In Europe, it’s quite common to find grocers that use self-scanning to streamline the front-end of the grocery store. While the concept was novel five or six years ago, that’s changed significantly in recent years. Over the next few years, Hilton expects to see things “move pretty quickly” toward other technologies such as scanning as customers enter/exit the store and smart shopping carts as a way of continually streamlining the front-end of the grocery retailer.
In the meantime, grocery retailers as a whole are not prepared for e-commerce and online grocery shopping, nor are manufacturers, retailers and logistics firms, in general.
In Zebra’s Future of Fulfillment Vision Study, 89 percent of those polled agree that e-commerce is driving the need for faster delivery, spiking concern and investment. Yet, only 66 percent of respondents estimate that their current inventories are accurate. Even more shocking, the study found that 55 percent of organizations are still using pen and paper to manage omnichannel logistics.
Hilton says that companies are failing when it comes to order fulfillment, too. Specifically, companies polled for the study believe that if they attained 75 percent accuracy that would be sufficient.
Hilton admits he was surprised by this response. “They are saying that, ‘If I miss one out of four orders, that’s going to be good enough.’ But, that’s not going to be good enough. It’s not even close. It really should be at 95 percent accuracy or better,” he says, adding that ultimately, “this drive for accuracy is going to push people off of paper.”
Furthermore, retailers lack confidence in their inventory counts and out-of-stocks remain a problem for the grocery sector. So much so, that some retailers limit the number of SKUs they offer for online orders to help reduce the chance of an item being out-of-stock.
Years ago, “we all thought that RFID was going to solve out-of-stocks,” says Hilton. But, the price of RFID tags was prohibitive for mass adoption, particularly in the grocery sector, while item-level RFID was equally cost prohibitive, he says.
However, machine vision and robotics have the potential to dramatically reduce out-of-stocks, says Hilton.

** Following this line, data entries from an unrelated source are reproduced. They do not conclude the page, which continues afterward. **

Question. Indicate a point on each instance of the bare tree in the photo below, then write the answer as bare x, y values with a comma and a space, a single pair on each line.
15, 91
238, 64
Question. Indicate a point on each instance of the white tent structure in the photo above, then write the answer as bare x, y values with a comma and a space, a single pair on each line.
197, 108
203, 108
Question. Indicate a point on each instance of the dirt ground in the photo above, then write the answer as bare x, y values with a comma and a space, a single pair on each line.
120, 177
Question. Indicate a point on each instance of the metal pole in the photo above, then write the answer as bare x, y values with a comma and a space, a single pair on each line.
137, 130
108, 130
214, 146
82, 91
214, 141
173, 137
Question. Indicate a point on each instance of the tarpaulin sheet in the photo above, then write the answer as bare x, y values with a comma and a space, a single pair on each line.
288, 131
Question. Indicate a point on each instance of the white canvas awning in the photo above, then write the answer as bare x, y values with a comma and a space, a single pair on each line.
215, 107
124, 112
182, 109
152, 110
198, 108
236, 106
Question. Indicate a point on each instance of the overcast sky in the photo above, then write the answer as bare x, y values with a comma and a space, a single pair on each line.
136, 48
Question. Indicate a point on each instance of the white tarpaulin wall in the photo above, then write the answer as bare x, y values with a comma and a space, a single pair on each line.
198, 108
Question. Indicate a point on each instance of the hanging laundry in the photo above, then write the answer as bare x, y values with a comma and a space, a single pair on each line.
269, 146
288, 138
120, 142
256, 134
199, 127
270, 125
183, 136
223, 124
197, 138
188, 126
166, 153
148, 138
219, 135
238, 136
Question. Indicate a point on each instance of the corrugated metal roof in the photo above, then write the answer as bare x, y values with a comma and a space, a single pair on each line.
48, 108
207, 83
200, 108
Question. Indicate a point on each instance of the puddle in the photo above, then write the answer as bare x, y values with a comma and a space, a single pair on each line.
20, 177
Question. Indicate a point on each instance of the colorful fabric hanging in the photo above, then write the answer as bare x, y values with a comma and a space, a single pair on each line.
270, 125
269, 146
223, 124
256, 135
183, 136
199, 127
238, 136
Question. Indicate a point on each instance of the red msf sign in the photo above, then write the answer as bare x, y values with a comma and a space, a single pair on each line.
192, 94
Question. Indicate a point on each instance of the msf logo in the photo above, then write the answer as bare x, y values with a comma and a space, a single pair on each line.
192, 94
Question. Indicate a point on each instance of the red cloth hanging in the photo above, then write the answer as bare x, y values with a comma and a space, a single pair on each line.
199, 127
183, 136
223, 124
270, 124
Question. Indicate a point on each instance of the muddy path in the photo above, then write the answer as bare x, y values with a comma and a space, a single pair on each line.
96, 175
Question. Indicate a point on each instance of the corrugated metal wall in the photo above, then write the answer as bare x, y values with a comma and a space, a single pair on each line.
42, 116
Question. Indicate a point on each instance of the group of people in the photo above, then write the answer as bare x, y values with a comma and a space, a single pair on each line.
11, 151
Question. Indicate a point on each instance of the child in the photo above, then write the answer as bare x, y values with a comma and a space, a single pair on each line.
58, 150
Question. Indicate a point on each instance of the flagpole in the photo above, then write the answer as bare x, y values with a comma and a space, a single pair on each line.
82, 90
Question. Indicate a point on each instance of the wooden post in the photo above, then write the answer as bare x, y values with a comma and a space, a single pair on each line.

Walmart is currently testing robots manufactured by Bossa Nova Robotics in 50 of its U.S. stores for inventory monitoring to see if robots can do it more accurately and cheaper than humans. Target is using robots built by Simbe Robotics in some of its stores to scan shelves and maintain proper inventory levels.
Disruption driven by consumers and technology innovations are ushering in permanent changes that cannot be rolled back, explains Hilton, and the industry had best start to embrace it.